MDB aposta em Isaú para prefeito de Ji-Paraná

Pela primeira vez na história Política de Ji-Paraná o MDB aposta todas as fichas de que vai conseguir eleger um prefeito. O acordo político, que alicerçou essa possibilidade, aconteceu na última semana com a benção do presidente Regional do MDB de Rondônia, Tomás Correia, e do secretário-geral José Luiz Lenzi. Os dois, juntos com o presidente do diretório de Ji-Paraná, empresário Jônatas França, alinhavaram os detalhes de uma composição que recebeu de braços abertos o ingresso do ex-vereador Isaú Fonseca. Nesse encontro ficou definido a forma de composição política, inclusive, com possíveis nomes para vereador, e até mesmo, um nominata de notáveis que seria sondado para montar um staff de governo.
Na noite de ontem o diretória do MDB de Ji-Paraná se reuniu para formalizar o projeto Isaú 2020.

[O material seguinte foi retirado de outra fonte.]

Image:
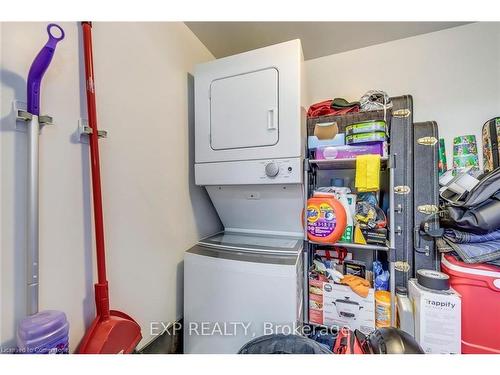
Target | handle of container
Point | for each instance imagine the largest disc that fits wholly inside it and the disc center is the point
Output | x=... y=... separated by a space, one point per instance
x=272 y=119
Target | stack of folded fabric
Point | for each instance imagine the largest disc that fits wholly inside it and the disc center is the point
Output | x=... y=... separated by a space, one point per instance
x=337 y=106
x=472 y=248
x=472 y=222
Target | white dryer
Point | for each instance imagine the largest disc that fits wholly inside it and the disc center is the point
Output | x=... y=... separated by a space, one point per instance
x=249 y=148
x=248 y=106
x=250 y=138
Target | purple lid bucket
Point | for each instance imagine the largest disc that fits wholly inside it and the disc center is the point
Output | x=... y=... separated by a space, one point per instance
x=42 y=333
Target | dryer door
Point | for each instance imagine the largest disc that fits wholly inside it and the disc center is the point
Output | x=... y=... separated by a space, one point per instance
x=244 y=110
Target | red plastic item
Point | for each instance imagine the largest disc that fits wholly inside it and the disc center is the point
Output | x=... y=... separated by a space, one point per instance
x=346 y=343
x=324 y=109
x=111 y=331
x=479 y=287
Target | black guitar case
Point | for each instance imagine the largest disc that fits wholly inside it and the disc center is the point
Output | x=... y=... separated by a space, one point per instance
x=425 y=193
x=401 y=150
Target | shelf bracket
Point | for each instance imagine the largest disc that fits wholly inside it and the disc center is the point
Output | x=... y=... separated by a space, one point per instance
x=23 y=117
x=84 y=130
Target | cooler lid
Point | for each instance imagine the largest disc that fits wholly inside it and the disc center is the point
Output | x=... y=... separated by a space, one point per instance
x=479 y=269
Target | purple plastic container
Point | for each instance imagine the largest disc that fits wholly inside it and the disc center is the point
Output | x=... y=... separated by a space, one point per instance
x=351 y=151
x=46 y=332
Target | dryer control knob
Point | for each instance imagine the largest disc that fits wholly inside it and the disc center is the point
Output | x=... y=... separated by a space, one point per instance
x=272 y=169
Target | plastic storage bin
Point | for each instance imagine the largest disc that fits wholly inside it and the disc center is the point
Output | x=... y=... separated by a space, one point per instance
x=44 y=333
x=479 y=286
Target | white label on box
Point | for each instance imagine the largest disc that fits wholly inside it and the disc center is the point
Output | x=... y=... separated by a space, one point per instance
x=344 y=308
x=437 y=319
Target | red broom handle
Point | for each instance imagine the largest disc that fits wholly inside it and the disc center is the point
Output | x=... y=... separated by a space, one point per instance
x=94 y=152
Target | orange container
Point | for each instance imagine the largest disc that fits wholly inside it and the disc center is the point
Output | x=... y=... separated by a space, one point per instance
x=326 y=218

O partido, que deverá marcar até o fim deste ano um acontecimento político de filiações para fomentar a pré-candidatura de Isaú, não esconde que o vice-prefeito poderia sair de partidos como o PSDB ou o DEM.

Conjecturas
Os dois partidos – DEM e PSDB, conforme apurou a Folha de Rondônia News, fazem parte do mesmo grupo político e que tem à frente o senador Marcos Rogério (DEM-RO) e o presidente da Assembleia Legislativa Laerte Gomes (PSDB). O DEM tem como pre-candidato o presidente da Câmara Affonso Cândido. Já o PSDB cujo nome de Laerte era cogitado para prefeito, torna-se, agora, uma impossibilidade filosófica: até porque, com a decisão de ontem do TSE no qual ficou definido que candidaturas laranjas levam à cassação de toda a chapa, colocou o mandato de nove deputados estaduais de Rondônia em risco. Um deles, é Alex Redano (PRP). Se cassado, não poderá assumir a presidência da Assembléia Legislativa para o segundo Biênio. Isso abre caminho para Laerte Gomes tentar a reeleição da presidência da Casa.  Alguém acha que ele deixaria passar essa chance para ser prefeito de Ji-Paraná?

Obstáculos

Isaú Fonseca, que esteve afastado da política porque estava cumprindo inlegibilidade imposta pela Justiça Eleitoral, garante que não tem mais nada que lhe impeça ser candidato a prefeito. Disse que está confiante.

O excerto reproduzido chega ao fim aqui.